If you operate in more than one state, you are likely subject to allocating income among states. Many states offer a variety of tax credits.
Deductions related to remote workers.
The TCJA limited miscellaneous itemized deductions. This had a negative tax impact on employees who telecommute. In 2020, due to coronavirus, many employees who previously did not telecommute have been forced to do so. For many law firms, telecommuting of some employees will continue beyond 2020. In some cases, there are no cost savings to employers related to employees working at home. In other cases, there might be. Law firms should evaluate how all employees will work on a go-forward basis and consider restructuring compensation and reimbursements in a way that considers the deductibility of such expenses at the law firm and individual level. Some employees can receive more net cash by being reimbursed for expenses that they can no longer deduct. The expenses that telecommuters used to be able to deduct included professional fees, dues, education, tools and supplies, home office, business travel and meals. To the extent an employer pays some of these expenses, the employer is eligible for a deduction.
State and local income tax deduction at entity level.
The TCJA limited the deduction of state and local income taxes to $10,000. Many states have sought to develop “SALT workarounds” to allow taxpayers the benefit of paying state and local taxes. Several states (including Wisconsin, Connecticut, Oklahoma, Louisiana and Rhode Island) have passed laws allowing pass-through entities to elect to pay state income taxes at the entity level. Although the IRS has indicated that many of the SALT workarounds will not work, as of the date of writing this article, the entity level deduction has not been eliminated as a strategy.
Tax Considerations Resulting From Coronavirus Legislation
Employee retention credit for employers subject to closure due to COVID-19.
The CARES Act includes a refundable payroll tax credit for law firms that were subject to closure or significant loss of business due to COVID-19. Such credit is capped at $10,000 of compensation to each eligible employee. The credit is available with respect to wages paid or incurred from March 13, 2020, to Dec. 31, 2020. This credit is only available to law firms that did not receive a small business loan under the CARES Act.

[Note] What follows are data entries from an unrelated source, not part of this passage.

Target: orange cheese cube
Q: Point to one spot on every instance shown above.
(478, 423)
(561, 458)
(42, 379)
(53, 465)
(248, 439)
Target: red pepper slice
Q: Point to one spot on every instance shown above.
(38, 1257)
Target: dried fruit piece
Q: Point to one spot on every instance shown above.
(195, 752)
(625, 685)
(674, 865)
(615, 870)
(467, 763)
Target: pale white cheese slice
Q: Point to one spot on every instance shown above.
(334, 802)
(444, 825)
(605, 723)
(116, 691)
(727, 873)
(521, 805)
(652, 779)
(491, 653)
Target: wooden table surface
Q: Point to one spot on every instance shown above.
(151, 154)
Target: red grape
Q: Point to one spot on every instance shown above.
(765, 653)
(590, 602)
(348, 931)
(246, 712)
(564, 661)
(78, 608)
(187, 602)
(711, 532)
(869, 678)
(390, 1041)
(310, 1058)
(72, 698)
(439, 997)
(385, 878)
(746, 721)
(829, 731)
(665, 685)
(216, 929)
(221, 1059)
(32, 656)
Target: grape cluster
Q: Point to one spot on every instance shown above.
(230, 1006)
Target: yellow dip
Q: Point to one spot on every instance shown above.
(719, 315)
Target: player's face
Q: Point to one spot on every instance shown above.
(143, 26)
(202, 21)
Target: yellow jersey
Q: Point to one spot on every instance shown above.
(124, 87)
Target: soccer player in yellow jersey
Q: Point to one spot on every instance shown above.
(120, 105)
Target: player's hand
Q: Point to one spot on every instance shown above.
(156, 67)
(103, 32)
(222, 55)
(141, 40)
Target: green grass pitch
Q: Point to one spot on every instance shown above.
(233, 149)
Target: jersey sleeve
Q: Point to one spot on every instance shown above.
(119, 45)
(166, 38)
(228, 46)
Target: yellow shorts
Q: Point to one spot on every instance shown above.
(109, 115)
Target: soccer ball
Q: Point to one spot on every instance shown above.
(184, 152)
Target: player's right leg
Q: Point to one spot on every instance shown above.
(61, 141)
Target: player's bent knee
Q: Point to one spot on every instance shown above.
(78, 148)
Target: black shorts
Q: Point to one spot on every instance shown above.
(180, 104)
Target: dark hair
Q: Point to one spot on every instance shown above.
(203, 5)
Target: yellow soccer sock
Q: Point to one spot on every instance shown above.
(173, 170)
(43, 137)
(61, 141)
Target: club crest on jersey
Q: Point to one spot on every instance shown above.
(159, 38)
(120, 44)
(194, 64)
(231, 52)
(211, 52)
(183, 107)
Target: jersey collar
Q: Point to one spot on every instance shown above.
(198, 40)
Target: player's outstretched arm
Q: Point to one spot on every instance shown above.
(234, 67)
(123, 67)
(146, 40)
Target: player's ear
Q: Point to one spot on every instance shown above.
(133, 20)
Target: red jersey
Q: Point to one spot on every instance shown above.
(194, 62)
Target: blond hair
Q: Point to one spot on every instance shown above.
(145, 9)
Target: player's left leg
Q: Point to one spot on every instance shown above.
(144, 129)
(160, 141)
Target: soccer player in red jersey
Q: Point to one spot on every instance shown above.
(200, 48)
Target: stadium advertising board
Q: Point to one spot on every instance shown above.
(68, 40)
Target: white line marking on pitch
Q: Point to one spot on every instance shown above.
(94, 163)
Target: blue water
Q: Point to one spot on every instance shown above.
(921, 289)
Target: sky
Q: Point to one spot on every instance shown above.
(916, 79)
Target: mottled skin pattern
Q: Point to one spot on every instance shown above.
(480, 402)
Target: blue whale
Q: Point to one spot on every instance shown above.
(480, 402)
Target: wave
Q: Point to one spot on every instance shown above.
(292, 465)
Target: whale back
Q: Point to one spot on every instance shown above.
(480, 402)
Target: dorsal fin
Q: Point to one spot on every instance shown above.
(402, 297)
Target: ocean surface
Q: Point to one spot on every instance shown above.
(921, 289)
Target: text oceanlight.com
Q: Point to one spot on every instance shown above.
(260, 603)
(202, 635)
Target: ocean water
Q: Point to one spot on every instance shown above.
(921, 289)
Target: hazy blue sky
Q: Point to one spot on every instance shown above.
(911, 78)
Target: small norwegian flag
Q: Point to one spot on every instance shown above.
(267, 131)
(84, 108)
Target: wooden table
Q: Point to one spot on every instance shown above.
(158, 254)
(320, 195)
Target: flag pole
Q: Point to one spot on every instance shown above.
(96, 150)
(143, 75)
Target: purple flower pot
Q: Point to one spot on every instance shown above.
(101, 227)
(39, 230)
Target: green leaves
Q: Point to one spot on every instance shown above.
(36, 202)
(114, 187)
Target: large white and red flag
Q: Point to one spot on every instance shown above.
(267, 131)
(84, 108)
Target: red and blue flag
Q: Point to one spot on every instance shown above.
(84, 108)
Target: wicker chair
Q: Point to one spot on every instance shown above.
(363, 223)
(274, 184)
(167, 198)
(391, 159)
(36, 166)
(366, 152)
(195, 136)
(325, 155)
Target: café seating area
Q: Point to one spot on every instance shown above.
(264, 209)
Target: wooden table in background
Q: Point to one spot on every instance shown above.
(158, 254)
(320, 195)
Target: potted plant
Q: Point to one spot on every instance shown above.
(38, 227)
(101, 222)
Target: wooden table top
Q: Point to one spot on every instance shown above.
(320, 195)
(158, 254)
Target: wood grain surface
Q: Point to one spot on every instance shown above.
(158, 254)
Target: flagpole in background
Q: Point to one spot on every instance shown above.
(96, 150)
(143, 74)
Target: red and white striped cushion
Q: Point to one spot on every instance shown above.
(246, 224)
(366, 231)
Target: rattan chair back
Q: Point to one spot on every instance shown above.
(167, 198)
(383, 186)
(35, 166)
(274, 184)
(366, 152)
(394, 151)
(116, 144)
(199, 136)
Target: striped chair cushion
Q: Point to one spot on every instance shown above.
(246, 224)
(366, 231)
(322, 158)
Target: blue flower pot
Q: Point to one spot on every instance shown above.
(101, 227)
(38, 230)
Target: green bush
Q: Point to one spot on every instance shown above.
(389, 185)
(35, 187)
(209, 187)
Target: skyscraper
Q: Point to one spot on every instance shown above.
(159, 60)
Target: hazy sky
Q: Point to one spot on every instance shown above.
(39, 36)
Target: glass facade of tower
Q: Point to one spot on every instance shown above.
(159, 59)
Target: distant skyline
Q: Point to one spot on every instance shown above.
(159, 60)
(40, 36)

Paycheck Protection Program loans.
Many law firms received a loan under the Paycheck Protection Program (PPP). Many such loans will have been forgiven all or in part. To the extent a loan under the PPP has been or will be forgiven, no income is recognized relative to the forgiveness. (This is different from the usual rule that results in taxable income on loan forgiveness.) Note that some law firms may have also received a grant under the Small Business Administration Hardship Distribution Loan program. To the extent such a grant was received, it will have been rolled into any PPP loan and any forgiveness will be calculated on an overall basis. While the PPP loan forgiveness is not taxable by statute, the IRS indicated that deductions for expenditures from forgiven PPP amounts would not be deductible. At the time this issue went to press, a bill was pending that would override the IRS position.
Net operating losses.
Prior to the TCJA, net operating loss (NOL) carrybacks were available to corporations. That is, a corporation that had an operation loss could carry back such loss and apply it to reduce income in the prior two years. The TCJA eliminated such carrybacks and required that losses could only be carried forward.
The CARES Act allows corporations to carry back NOLs arising in 2018, 2019 or 2020 to be carried back as much as five years. Law firms that have C corporation tax status and unused losses arising in 2018, 2019 or 2020 may be able to amend prior year returns.